Playing for the first time since June 4 due to a thumb injury, Kadri skated in on Andrei Vasilevskiy and slipped a shot under the goaltender’s right arm to give Colorado a 3-1 series lead.
“That was a huge win. A resilient win,” said Kadri, who had been sidelined since being injured during Game 3 of the Western Conference final against Edmonton.
“I’ve been waiting for this my whole life,” the Colorado center added. “I figured it was time to join the party.”
The Avalanche outshot the Lightning 11-3 in the extra period. Vasilevskiy stopped Logan O’Connor on a breakaway, and Colorado had a shot clang off the post and another hit the crossbar before Kadri ended it.
Game 5 is Friday night in Denver, where Colorado won the first two games of the series and are 7-2 this postseason.
Anthony Cirelli scored 36 seconds into the game and Victor Hedman also scored in regulation for the Lightning. They took a 2-1 lead into the third period.
Nathan MacKinnon scored on a second-period power play for Colorado, and Andrew Cogliano tied it early in the third.
Darcy Kuemper, pulled from Game 3 after giving up five goals in a 6-2 loss, stopped 37 shots and had an assist of the winning goal for the Avalanche.
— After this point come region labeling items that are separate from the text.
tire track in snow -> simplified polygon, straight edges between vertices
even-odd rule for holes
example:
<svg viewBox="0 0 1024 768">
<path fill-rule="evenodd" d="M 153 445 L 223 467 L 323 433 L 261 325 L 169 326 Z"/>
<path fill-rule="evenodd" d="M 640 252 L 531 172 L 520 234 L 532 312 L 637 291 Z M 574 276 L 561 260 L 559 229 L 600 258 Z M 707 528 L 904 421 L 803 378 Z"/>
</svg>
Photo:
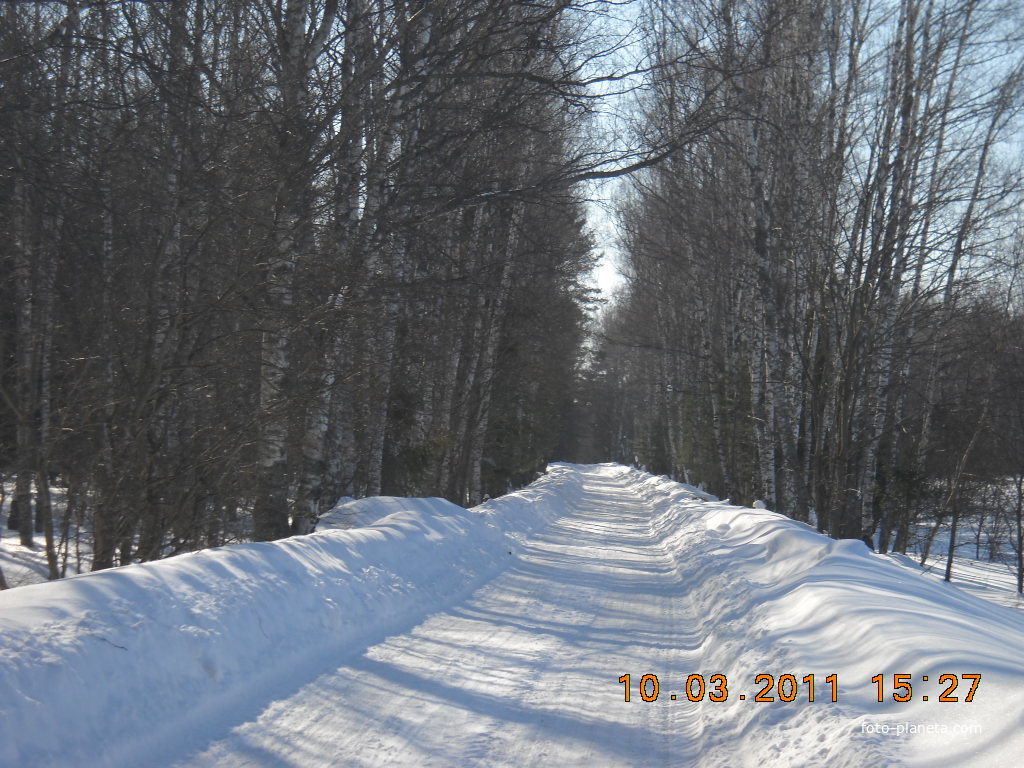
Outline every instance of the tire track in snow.
<svg viewBox="0 0 1024 768">
<path fill-rule="evenodd" d="M 270 702 L 181 765 L 698 762 L 699 708 L 673 686 L 702 671 L 699 623 L 651 508 L 622 471 L 587 471 L 577 511 L 526 540 L 468 599 Z M 639 700 L 646 673 L 664 681 L 655 703 Z"/>
</svg>

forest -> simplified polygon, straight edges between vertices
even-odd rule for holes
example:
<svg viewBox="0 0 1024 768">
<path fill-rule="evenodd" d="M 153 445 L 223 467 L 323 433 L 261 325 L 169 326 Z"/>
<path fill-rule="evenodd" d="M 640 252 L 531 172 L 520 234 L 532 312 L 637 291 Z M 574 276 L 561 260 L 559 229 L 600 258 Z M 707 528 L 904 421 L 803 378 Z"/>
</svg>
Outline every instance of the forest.
<svg viewBox="0 0 1024 768">
<path fill-rule="evenodd" d="M 621 461 L 881 551 L 998 509 L 1020 561 L 1022 42 L 1014 0 L 3 3 L 7 525 L 59 578 Z"/>
<path fill-rule="evenodd" d="M 882 552 L 988 517 L 1020 578 L 1020 4 L 648 19 L 638 130 L 677 148 L 623 196 L 588 451 Z"/>
</svg>

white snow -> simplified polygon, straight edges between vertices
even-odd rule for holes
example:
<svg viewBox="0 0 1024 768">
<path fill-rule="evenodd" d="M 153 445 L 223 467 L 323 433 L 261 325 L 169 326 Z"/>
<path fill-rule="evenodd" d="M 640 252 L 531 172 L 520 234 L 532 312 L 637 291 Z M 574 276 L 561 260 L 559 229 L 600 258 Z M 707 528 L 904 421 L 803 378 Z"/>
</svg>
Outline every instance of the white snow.
<svg viewBox="0 0 1024 768">
<path fill-rule="evenodd" d="M 361 500 L 308 537 L 0 593 L 0 766 L 1016 766 L 1022 650 L 1020 611 L 859 541 L 553 465 L 473 510 Z M 688 701 L 691 674 L 728 699 Z M 754 701 L 759 674 L 796 700 Z"/>
</svg>

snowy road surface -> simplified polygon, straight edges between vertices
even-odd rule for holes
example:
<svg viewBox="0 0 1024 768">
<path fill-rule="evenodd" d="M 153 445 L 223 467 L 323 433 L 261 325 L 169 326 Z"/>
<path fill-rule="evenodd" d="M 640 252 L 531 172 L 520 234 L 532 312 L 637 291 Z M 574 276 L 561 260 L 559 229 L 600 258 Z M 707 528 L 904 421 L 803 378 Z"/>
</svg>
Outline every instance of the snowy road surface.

Vasilevskiy finished with 35 saves. He has rebounded from allowing 11 goals in Games 1 and 2 to limit the high-scoring Avalanche to five the past two games.
The Lightning are trying to become the first team to win at least three straight Stanley Cup titles since the New York Islanders won four in a row from 1980-83. The Avalanche last hoisted the Cup in 2001.
The Lightning have rebounded from playing poorly in Games 1 and 2 to make it interesting by neutralizing Colorado’s speed, limiting the Avalanche’s scoring opportunities and turning up the pressure on Kuemper, who was barely tested when he faced just 16 shots in a 7-0 blowout in Game 2.
Cirelli’s goal was the fastest in a Stanley Cup Final since 2006, and the Lightning set the tone for another busy night for Kuemper by outshooting the Avalanche 17-4 in the opening period. Two of Colorado’s shots came while skating short-handed, killing off Tampa Bay’s first power play of the night.
MacKinnon’s first goal of the series — 12th of the playoffs — erased Colorado’s early deficit at 5:17 of the second period. The Avalanche pulled even again when Cogliano, assisted by Nico Sturm and Darren Helm, scored on a deflection less than three minutes into the third.